“The grass is always greener on the other side of the fence.”
“…I have learned, in whatsoever state I am, therewith to be content.” Philippians 4:11
A fence is restrictive. It prevents me from leaving a designated space. That space may change over time, and I may generally like or dislike my space. At times, I may view the fence as an enemy, a barrier that limits my freedom to explore and experience something within my sight but beyond my grasp.
But a fence is also protective. It prevents someone or something from coming too close to me. I may see, and I may wish, but there can be only certain forms of contact with the “outsider.” The outsider is a potential friend, but it may also be a potential enemy. For the time being, because of the fence, I am delayed in finding out which. I can choose to allow frustration to overtake me, or I can allow trust in my fence maker to calm me.
There is immediate security and comfort when I see the word “my.” That very word establishes a kind of fence. My side is my side, given to me by the one who places my fence, which early in life is usually a parent. I know that the area inside my fence is mine. Since the placer of my fence is good and has my good in mind, I can be assured that in my little world I will find comfort, nourishment, and protection. Ultimately, if I will remember the goodness of my authority, the one who placed the fence around me, I will also be contented, satisfied, and happy.
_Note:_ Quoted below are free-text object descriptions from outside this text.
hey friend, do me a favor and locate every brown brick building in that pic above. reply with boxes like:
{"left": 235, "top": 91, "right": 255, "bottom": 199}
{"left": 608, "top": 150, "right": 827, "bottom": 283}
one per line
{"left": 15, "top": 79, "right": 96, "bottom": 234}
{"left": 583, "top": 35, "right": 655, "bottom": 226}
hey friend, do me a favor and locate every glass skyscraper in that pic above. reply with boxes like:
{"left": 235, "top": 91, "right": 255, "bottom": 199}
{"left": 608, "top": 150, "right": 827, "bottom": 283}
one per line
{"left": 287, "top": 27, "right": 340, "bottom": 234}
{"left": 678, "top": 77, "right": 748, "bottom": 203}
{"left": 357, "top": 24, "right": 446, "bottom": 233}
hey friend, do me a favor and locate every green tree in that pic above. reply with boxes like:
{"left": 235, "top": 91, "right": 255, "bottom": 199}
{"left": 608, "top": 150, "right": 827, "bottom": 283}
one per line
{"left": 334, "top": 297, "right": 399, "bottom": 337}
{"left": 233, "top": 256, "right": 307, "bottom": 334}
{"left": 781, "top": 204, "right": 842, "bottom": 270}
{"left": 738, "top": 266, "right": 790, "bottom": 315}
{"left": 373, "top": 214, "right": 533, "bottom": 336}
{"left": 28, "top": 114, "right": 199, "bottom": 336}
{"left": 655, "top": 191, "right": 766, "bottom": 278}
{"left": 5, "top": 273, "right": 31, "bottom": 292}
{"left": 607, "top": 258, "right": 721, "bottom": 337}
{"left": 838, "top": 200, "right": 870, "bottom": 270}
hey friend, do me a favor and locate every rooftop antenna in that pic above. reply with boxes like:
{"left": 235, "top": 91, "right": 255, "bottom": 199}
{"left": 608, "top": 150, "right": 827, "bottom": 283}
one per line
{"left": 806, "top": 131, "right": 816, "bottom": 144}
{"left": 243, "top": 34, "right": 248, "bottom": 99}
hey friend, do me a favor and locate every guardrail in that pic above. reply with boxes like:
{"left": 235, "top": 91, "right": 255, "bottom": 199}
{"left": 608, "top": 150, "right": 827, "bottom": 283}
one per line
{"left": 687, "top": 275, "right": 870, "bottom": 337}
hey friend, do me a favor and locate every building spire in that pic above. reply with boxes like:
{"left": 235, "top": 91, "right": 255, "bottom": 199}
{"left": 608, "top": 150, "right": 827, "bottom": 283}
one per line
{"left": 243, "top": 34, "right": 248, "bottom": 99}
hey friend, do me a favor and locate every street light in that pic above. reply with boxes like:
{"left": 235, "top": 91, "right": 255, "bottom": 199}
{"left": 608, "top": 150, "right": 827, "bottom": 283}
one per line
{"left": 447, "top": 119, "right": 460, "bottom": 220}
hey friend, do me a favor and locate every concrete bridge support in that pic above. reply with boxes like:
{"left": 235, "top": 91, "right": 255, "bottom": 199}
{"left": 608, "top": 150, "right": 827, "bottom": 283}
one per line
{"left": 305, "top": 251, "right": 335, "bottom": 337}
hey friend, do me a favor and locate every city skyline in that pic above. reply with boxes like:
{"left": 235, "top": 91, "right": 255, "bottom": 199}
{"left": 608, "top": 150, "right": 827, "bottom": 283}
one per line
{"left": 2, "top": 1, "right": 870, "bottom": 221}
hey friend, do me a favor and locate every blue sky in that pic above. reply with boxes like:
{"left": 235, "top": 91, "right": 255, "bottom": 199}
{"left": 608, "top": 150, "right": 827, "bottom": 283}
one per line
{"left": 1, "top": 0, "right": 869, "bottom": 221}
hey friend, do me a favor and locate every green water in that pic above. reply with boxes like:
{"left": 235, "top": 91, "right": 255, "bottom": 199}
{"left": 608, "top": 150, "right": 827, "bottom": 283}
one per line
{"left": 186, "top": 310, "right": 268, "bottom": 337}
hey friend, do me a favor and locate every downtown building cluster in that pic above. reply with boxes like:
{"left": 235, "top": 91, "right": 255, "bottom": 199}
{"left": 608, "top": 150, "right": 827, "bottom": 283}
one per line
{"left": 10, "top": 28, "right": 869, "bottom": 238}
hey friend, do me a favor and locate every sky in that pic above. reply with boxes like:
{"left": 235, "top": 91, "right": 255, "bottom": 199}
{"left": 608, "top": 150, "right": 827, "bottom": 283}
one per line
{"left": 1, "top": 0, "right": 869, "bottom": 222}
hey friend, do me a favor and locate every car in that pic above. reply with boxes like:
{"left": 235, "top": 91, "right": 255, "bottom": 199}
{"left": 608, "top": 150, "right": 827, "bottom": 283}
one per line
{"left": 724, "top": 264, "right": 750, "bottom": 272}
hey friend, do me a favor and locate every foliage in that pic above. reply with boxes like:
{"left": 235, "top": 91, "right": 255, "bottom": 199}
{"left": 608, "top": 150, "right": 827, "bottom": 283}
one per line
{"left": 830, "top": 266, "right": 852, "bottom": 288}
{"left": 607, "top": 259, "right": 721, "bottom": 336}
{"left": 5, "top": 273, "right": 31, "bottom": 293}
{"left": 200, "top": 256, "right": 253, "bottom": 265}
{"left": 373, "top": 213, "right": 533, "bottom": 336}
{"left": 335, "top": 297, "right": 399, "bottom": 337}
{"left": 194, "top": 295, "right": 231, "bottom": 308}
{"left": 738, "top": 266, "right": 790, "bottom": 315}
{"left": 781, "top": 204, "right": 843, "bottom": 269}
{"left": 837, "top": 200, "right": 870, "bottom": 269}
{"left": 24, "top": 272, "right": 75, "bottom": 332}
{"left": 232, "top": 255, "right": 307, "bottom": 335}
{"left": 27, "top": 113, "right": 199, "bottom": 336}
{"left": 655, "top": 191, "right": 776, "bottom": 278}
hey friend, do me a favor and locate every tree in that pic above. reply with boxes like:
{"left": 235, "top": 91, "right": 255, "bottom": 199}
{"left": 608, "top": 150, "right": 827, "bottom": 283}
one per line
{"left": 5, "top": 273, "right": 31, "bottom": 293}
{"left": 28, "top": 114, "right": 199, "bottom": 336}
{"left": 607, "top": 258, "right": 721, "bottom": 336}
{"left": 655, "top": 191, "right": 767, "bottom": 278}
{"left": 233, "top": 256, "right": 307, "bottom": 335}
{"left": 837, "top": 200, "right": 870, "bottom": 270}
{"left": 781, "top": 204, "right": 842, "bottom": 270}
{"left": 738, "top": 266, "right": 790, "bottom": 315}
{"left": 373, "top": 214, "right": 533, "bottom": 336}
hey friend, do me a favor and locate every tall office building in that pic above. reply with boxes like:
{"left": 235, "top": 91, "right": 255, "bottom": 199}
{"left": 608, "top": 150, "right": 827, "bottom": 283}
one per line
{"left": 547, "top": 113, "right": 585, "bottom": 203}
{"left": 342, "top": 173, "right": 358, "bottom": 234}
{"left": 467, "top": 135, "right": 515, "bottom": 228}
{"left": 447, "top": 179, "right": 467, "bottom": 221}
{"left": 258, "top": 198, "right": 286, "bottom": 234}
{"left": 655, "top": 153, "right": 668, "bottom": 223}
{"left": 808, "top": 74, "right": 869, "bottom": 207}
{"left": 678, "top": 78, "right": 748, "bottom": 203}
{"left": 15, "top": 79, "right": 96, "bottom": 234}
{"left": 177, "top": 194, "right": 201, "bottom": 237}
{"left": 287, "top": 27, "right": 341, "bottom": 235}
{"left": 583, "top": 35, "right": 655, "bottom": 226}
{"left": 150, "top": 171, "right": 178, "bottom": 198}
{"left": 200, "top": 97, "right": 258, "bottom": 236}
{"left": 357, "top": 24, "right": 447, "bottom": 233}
I have seen grassy meadows, and as beautiful as they have appeared, they are not as safe as the grassy area I have within my fence. Within meadows are often found uneven spaces, mud, and rocks. From a distance, the meadow looks perfectly inviting and exciting for me, but I can not see what lies under the lush, lengthy, greenery. What lies below the beauty will slow me down and cause me inconvenience, insecurity, and perhaps injury.
My grass is safe. It has been prepared and maintained by the one who placed my fence. From time to time I think of the adventure of wandering into new meadows, but I always return to the predictability, security, and satisfaction of being home, home in my own little spot of the world. I have learned, most of the time, to be content with the delicious and safe grass on my side of the fence, plain and ordinary as it might be.
More than with any parent or teacher, I have learned to be content with God, the all-wise, Great Placer of my “fence.” He is good, and He loves me. I can trust Him to establish the boundaries and to supply the grass He knows are just right for me. “I have learned…therewith to be content.”